As opposed to January 1, I always use the Jewish New Year to make my “resolutions.” (I absolutely cannot make a resolution to change anything in the middle of the winter except for where I live!) What would I like to improve, or change, in the routines of my life? What can I do better for myself and for those around me—my husband, my children, my friends, and my family?
Year after year, near the top of my list is always a resolve to exercise more and eat better in order to lose weight—and no doubt I am not alone in that desire. But this year I have decided to reevaluate what it is that I really am hoping to achieve.
Of course I would like to fit into some of my older—and favorite!—jeans. But that’s not likely going to happen—probably not ever. This year, I have decided that my weight, how I look, and my clothing are not really the issues that need resolving. Many of us—women especially—are so focused on the scale that we are missing what really matters: the inside. Isn’t that what we have been taught since childhood? It’s what’s on the inside that counts? That beauty is only skin deep?
Let me digress here for a moment. In 2011, I was diagnosed with Ulcerative Colitis. Back then I knew a few people who suffered from UC, but I really knew nothing at all about the disease. It’s pretty awful.
At the time of my diagnosis, my favorite jeans fit great—and then suddenly not at all as my weight plummeted over the course of only a few weeks; I lost almost 20 lbs and bottomed at 82 lbs. I was hearing about my children’s days through the bathroom door; the bathroom was my new home. (My kids actually offered to bling the toilet!) I couldn’t eat, couldn’t sleep, and I looked like crap. I was cranky and irritable, sad and worried, and desperate to feel better.
It was hard to be kind and warm and loving when I felt horrible and depressed and scared. I needed my “inside” to get better. I followed all of the doctors’ instructions: lots of pills, Remicade infusion treatments at the hospital, stay near a bathroom at all times. I hate to even think about it now.
One of the hardest things for me to deal with during my worst times was the loss of control over my own “self.” We all need some level of control in our lives and I had none. So I did the only thing that was within my control at the time: I researched. I read, discussed, and absorbed as much information as I could about my disease and my body on the inside. I started thinking about what made sense and I made changes—against the advice of my doctor. I changed my health for the better, mainly by changing what I was putting inside my body. My doctor stated changing my diet would have no effect on my disease. But I believed otherwise.
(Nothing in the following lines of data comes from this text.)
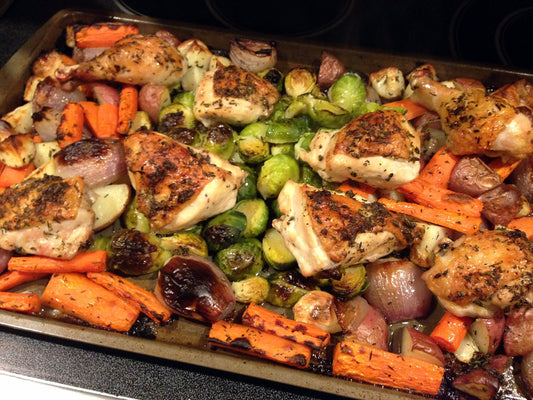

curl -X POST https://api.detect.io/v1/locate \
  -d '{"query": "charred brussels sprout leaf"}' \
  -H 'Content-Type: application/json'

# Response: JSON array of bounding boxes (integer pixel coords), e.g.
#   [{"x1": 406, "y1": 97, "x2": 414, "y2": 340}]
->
[
  {"x1": 202, "y1": 209, "x2": 246, "y2": 251},
  {"x1": 257, "y1": 154, "x2": 300, "y2": 199},
  {"x1": 215, "y1": 238, "x2": 264, "y2": 281},
  {"x1": 109, "y1": 229, "x2": 171, "y2": 275}
]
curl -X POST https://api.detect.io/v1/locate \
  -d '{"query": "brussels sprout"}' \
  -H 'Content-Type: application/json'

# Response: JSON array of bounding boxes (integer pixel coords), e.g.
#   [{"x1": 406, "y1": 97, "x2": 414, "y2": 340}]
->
[
  {"x1": 257, "y1": 154, "x2": 300, "y2": 199},
  {"x1": 233, "y1": 198, "x2": 268, "y2": 237},
  {"x1": 231, "y1": 276, "x2": 270, "y2": 304},
  {"x1": 331, "y1": 265, "x2": 367, "y2": 299},
  {"x1": 123, "y1": 197, "x2": 150, "y2": 233},
  {"x1": 285, "y1": 67, "x2": 317, "y2": 97},
  {"x1": 109, "y1": 229, "x2": 171, "y2": 275},
  {"x1": 215, "y1": 238, "x2": 264, "y2": 281},
  {"x1": 262, "y1": 228, "x2": 296, "y2": 271},
  {"x1": 257, "y1": 68, "x2": 284, "y2": 92},
  {"x1": 202, "y1": 209, "x2": 246, "y2": 251},
  {"x1": 201, "y1": 123, "x2": 236, "y2": 160},
  {"x1": 303, "y1": 96, "x2": 352, "y2": 129},
  {"x1": 158, "y1": 103, "x2": 196, "y2": 133},
  {"x1": 161, "y1": 231, "x2": 209, "y2": 257},
  {"x1": 266, "y1": 270, "x2": 318, "y2": 308},
  {"x1": 328, "y1": 72, "x2": 366, "y2": 113},
  {"x1": 237, "y1": 122, "x2": 270, "y2": 164}
]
My whole life right now is pretty much dedicated to promoting a grain-free, dairy-free, and refined sugar-free lifestyle. Am I fanatic? I don’t think so. But do I try to shout from my own rooftop about how important it is to eat well and take care of your body—on the inside! In fact, these beliefs are what led me to open my business, Squirrel & The Bee Bakery and Café. What started out simply as a way to help heal myself has turned into one of the best adventures of my life (although raising teenagers is close behind…).
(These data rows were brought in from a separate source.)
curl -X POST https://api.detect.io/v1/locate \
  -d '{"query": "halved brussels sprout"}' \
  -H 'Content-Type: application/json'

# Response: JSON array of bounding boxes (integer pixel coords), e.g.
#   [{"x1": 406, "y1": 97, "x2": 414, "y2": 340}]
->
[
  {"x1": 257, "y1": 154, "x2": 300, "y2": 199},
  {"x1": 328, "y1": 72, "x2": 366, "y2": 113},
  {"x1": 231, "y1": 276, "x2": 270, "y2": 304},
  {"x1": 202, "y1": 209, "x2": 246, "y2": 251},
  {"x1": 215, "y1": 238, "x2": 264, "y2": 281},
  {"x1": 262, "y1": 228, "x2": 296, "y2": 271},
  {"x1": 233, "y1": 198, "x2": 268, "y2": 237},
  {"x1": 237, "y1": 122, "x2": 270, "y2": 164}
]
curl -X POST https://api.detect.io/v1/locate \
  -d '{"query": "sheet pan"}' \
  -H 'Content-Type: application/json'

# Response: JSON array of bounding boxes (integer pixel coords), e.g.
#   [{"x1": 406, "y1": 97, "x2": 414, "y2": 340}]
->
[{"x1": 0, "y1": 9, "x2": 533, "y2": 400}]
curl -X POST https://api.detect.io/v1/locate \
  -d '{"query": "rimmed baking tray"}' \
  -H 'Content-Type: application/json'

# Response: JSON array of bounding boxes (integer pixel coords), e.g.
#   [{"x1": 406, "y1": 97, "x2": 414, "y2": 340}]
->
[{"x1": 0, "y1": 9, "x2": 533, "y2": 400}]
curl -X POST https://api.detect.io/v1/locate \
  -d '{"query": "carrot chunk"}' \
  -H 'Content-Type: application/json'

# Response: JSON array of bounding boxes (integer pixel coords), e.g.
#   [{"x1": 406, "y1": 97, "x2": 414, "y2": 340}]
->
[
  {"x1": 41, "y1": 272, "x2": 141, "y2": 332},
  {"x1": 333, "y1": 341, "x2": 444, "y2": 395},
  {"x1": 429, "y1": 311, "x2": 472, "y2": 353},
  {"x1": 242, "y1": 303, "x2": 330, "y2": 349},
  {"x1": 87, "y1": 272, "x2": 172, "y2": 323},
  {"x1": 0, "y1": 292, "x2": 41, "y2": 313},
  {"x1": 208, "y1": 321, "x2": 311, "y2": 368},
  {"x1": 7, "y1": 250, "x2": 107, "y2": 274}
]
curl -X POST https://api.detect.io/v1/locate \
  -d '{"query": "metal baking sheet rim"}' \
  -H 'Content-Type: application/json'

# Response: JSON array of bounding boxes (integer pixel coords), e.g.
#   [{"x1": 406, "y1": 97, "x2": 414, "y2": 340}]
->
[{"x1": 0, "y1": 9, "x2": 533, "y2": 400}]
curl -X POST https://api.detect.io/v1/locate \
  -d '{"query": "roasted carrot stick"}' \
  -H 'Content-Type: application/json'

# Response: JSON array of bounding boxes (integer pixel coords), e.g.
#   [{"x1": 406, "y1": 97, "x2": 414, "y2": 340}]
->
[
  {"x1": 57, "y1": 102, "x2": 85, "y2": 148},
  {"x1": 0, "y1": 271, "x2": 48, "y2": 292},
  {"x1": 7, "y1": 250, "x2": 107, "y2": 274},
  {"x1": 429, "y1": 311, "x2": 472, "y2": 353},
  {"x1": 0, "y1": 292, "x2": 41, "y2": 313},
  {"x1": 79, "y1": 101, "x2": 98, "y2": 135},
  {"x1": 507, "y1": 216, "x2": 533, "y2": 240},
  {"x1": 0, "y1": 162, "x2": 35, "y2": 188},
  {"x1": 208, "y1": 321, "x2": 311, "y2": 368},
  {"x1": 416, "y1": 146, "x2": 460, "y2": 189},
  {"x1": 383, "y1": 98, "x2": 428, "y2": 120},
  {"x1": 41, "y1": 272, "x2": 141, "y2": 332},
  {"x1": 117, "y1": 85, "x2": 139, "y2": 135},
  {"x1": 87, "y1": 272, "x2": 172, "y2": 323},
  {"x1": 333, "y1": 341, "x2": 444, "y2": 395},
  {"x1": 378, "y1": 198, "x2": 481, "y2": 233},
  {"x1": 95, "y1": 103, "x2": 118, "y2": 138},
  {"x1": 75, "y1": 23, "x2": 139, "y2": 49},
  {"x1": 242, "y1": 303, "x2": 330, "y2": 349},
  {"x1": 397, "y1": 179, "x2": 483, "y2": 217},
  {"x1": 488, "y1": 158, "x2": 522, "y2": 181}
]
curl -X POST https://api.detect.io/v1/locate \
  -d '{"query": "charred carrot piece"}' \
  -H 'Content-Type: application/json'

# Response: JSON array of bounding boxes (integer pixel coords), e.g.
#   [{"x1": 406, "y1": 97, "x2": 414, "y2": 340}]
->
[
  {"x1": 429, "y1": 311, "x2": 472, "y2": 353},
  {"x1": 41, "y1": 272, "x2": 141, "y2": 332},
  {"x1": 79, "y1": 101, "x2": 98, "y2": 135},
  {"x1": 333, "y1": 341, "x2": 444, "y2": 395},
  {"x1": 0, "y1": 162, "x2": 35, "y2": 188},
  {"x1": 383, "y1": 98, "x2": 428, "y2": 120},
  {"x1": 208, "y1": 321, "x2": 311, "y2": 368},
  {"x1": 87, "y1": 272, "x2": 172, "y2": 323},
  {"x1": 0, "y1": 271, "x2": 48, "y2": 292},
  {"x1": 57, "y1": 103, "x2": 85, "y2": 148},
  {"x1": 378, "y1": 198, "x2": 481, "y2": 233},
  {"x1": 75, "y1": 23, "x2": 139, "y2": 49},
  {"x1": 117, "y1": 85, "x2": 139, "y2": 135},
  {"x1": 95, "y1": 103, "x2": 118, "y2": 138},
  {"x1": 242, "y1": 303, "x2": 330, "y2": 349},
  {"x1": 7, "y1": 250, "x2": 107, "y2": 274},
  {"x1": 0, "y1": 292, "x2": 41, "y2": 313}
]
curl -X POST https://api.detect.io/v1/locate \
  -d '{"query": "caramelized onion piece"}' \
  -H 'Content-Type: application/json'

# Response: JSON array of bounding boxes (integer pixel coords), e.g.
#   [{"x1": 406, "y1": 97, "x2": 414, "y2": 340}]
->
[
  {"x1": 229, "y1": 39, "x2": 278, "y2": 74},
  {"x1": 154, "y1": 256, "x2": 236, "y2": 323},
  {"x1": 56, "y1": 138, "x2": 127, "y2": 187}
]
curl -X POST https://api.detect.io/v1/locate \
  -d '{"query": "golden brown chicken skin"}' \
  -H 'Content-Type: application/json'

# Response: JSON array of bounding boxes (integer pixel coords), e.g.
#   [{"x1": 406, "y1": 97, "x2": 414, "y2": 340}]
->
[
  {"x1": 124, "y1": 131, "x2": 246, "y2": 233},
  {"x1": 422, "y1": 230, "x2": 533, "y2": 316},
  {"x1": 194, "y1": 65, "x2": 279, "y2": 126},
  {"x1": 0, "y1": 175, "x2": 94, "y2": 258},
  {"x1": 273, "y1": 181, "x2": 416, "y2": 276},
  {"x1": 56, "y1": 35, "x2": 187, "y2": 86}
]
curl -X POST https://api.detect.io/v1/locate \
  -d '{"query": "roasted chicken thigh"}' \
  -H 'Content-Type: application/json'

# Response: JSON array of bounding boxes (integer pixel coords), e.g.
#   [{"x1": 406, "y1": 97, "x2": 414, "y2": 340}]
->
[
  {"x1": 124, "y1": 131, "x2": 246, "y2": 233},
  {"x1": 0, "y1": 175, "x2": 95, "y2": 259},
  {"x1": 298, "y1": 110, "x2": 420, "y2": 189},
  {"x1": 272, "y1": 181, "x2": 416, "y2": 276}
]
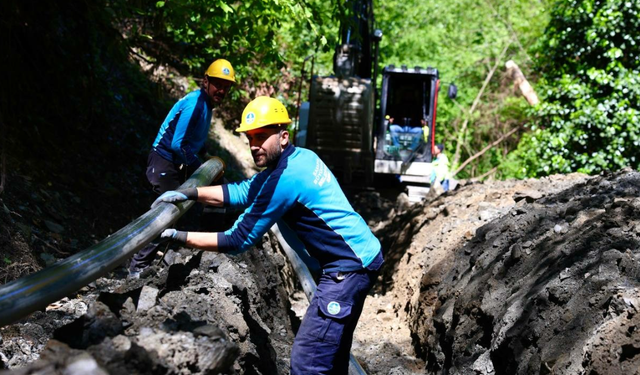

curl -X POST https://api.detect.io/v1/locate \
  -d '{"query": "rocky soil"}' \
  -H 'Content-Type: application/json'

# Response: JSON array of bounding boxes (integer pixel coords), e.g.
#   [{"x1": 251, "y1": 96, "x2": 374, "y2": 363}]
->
[{"x1": 0, "y1": 119, "x2": 640, "y2": 375}]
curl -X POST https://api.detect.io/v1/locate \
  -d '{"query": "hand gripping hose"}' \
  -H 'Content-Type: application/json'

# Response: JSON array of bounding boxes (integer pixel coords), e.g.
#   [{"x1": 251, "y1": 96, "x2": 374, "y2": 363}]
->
[{"x1": 0, "y1": 158, "x2": 224, "y2": 327}]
Fast forward to where I am today. I have gained back all of the 20 lbs and about 10 more for cushioning (bye-bye favorite jeans!). And for a long time, I was pretty unhappy about all of the extra weight and how I looked carrying it around.
Losing that weight isn’t on my resolution list this year. Now that I know how to eat properly for my health, what else can I do for my “inside?”
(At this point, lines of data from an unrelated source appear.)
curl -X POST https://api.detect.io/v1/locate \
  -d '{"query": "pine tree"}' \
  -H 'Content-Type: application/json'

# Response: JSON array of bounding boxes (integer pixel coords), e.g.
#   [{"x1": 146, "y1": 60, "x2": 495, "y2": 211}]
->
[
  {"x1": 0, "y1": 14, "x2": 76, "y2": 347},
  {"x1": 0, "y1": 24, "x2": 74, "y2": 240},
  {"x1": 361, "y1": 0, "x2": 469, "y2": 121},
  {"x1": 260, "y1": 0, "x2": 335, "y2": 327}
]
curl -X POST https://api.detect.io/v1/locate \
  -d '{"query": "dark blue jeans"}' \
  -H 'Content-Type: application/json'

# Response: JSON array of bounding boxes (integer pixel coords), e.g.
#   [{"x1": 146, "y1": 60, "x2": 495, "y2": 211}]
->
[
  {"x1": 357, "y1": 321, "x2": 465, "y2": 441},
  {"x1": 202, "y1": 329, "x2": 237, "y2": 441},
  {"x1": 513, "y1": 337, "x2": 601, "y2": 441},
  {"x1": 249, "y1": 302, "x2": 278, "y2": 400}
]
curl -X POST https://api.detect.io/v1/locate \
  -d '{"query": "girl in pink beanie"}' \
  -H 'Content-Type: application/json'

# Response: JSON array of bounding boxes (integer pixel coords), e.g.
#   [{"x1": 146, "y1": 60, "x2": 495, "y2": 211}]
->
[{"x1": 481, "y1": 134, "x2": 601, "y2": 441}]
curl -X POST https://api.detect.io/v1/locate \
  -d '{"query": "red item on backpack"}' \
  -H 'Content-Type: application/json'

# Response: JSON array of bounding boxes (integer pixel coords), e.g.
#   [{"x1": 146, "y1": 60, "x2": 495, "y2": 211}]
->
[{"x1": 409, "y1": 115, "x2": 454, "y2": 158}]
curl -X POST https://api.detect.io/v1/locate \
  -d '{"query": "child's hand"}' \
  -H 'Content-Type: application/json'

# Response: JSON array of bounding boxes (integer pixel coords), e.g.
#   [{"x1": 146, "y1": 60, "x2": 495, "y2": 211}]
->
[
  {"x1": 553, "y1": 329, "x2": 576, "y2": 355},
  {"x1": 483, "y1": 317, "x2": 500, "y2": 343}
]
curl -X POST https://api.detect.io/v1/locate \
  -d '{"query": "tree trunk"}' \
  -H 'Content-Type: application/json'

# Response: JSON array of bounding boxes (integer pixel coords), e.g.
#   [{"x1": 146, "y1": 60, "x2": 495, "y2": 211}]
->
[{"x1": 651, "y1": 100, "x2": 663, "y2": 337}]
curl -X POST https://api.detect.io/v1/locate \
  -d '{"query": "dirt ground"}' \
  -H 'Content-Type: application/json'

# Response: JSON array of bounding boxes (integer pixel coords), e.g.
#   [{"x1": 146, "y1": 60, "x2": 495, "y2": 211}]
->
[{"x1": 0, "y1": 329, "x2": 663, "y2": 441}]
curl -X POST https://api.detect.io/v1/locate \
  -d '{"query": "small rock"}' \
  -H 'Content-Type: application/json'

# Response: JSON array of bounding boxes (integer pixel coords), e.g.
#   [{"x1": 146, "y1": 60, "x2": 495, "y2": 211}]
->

I can start by looking at the outside of my body with the same warmth, kindness, and caring that I would give to anyone else. My body is strong enough to allow me to work a ridiculously busy schedule without getting sick. It provides a softer hug for my children and my husband. I am free of UC symptoms and for that I am thankful.
So this year I resolve to adopt some new routines: to exercise not for weight loss, but to keep my body (and my mood) feeling good on the inside. I hope to meditate, keep a gratitude journal, and set aside time every day to take care of myself. If I can do that, I can hopefully achieve some more patience, be happier even when I’m having an off day, and maybe—even maybe—I might find a new pair of favorite jeans.